ICAT Collaboration Meeting - 27th November 2025
Attendance
Attendees:
- Rolf Krahl
- Andy Gotz
- Louise Davies
- Kevin Phipps
- Malik Almohammad
- Patrick Austin
- Alex de Maria
- Alan Kyffin
- Marjolaine Bodin (joined 20 mins late)
Agenda
Site Updates
SESAME
No updates, everything going fine
HZB
Not much to report, still moving ICAT servers to new VMs. Not struggling with anything ICAT related, Docker related
AG: cybersecurity problems resolved?
RK: resolved?
AG: can you get ICAT back online?
RK: stricter rules now, probably the cause of the issues I'm having. Still waiting for ID management before ICAT. Not allowed non-2FA login.
AG: keycloak?
RK: yes, going to set it up and once it is then can bring ICAT back up. Non-login related ICAT things are externally accessible so e.g. DOI landing pages, OAI-PMH
ESRF
Working on integration of MX on ICAT. Just sent ispyb users that it will be deprecated in March 2026 and will have to use ICAT/DataPortal.
AG: also started refactoring ICAT+?
AdM: not official, created over 10 years ago, we have been focused on new features, would like to update dependencies/versions, want to split into micro-services.
AG: would be then able to run a single microservice independently?
AdM: yes, that's the idea. Can run e.g. only sample tracking or logbooks. Only an idea at the moment though!
AG: Maybe Marjolaine can present at the F2F?
KP: was about to suggest that
ISIS
LD: Seen the minutes from last time. They've updated to latest ICAT server. Not whether they were running the WAR or proper version. Now on proper version. Otherwise working on internal stuff. Certificates and ingest. That's all that's ICAT related.
AG: Where is Santosh based?
LD: STFC, based in ISIS. But soon they may end up being the same department as us. Not the same group. I go to their meetings so can give updates. Maybe the future will hold something different.
DLS
Working on DOI implementation. Hoping to have something in January for them to test.
AG: contacted by Steve Collins, discussions of future of data archiving. Only 80PB archived? seems low considering age of data
KP: seems right, but curve is exponential. Data goes back to 2008. ISIS goes back to 1987.
AG: ILL can go back 50. Most users no longer alive. L D: What do you do if the PI dies for open data? Who has the rights?
AdM: Keycloak? affect ICAT?
KP: currently going to do SSO with Microsoft Login soon. Going to have meeting about ICAT and how authz is done.
AG: what Alex did with keycloak applicable?
AdM: has openID plugin?
RK: Have Open ID Connect. Between single sign on and service. Takes OIDC access token and delivers the session. Protocol is more advanced. Need redirects between the two. In principle it depends on how the system looks. Could be fairly easy to deploy. At least if behind an Apache reverse proxy, as there is a plugin which does it all for you. Then you get to the application only when the login has already succeeded.
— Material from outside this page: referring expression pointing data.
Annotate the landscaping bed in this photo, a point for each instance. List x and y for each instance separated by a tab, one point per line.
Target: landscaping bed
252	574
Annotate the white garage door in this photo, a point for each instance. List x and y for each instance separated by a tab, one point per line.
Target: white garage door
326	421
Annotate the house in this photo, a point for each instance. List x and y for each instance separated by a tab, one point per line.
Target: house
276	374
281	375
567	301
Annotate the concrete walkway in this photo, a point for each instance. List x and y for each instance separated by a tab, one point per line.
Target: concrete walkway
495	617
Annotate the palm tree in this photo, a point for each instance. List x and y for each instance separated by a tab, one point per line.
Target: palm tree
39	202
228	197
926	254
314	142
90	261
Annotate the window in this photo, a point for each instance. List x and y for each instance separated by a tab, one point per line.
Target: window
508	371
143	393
LD: Alan will probably talk about our support for OIDC which is needed for Diamond and CLF.
AK: In DataGateway. All the authn gets done on the SciGatewayAuth component. It's fairly straightforward. Not a lot of code to do it. Can share. Have an athenticator that just gets told to log in the specified user and you get a session id back. That's how we did it.
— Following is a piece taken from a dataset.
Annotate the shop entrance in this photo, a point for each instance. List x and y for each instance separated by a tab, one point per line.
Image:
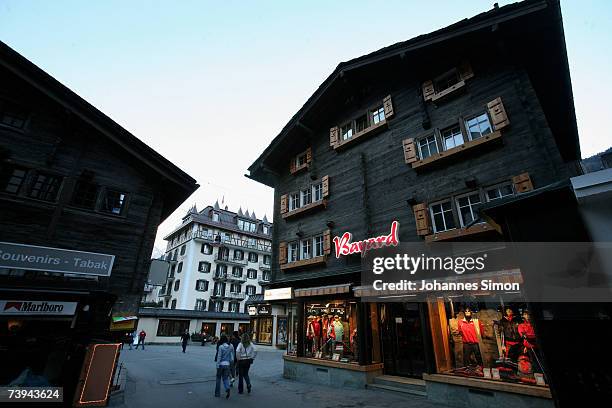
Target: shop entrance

LD: Idea is it only accepts requests from the machine that the component is running on.
AK: Has a token it passes along with this to verify.
RK: Shouldn't be too difficult. Will have OIDC access token on the way. Could, if you wanted to, use the OIDC authetnicator. Don't even need the username/password, just the token.
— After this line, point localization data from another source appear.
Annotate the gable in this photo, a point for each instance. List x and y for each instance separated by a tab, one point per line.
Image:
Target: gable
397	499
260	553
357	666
AG: Does this support single sign on?
LD: Yes. Need it for ORCID login for the DOI work. Will also use the STFC single sign on. Impletmented to support multple autheticators. Tested with corporate Microsoft, ORCID and keycloak. Should work with any.
RK: OK that would be more complex for the existing oidc plugin. The idea there was you consolidate this into the keycloak, then keycloak goes to the external providers.
: Main motivation was DG doesn't use ICAT session ids, but KWTs. Already need one middleman. Makes sense to do other things in tat component.
AK: Could copy the bits that do the back and forth then pass to the existing icat.oidc authenticator if you only want one provider.
Component Updates
icat.server 6.2
Still pending release. Alan will do it soon.
ids
AG: created IDS issue: https://github.com/icatproject/ids.server/issues/172 Content negotiation ranges is not compatible with desired download tool. Was downloading 99% of 10GB files on not so fast links. At the very end, it fails due to the message. Still have the issue that need 100% of the file.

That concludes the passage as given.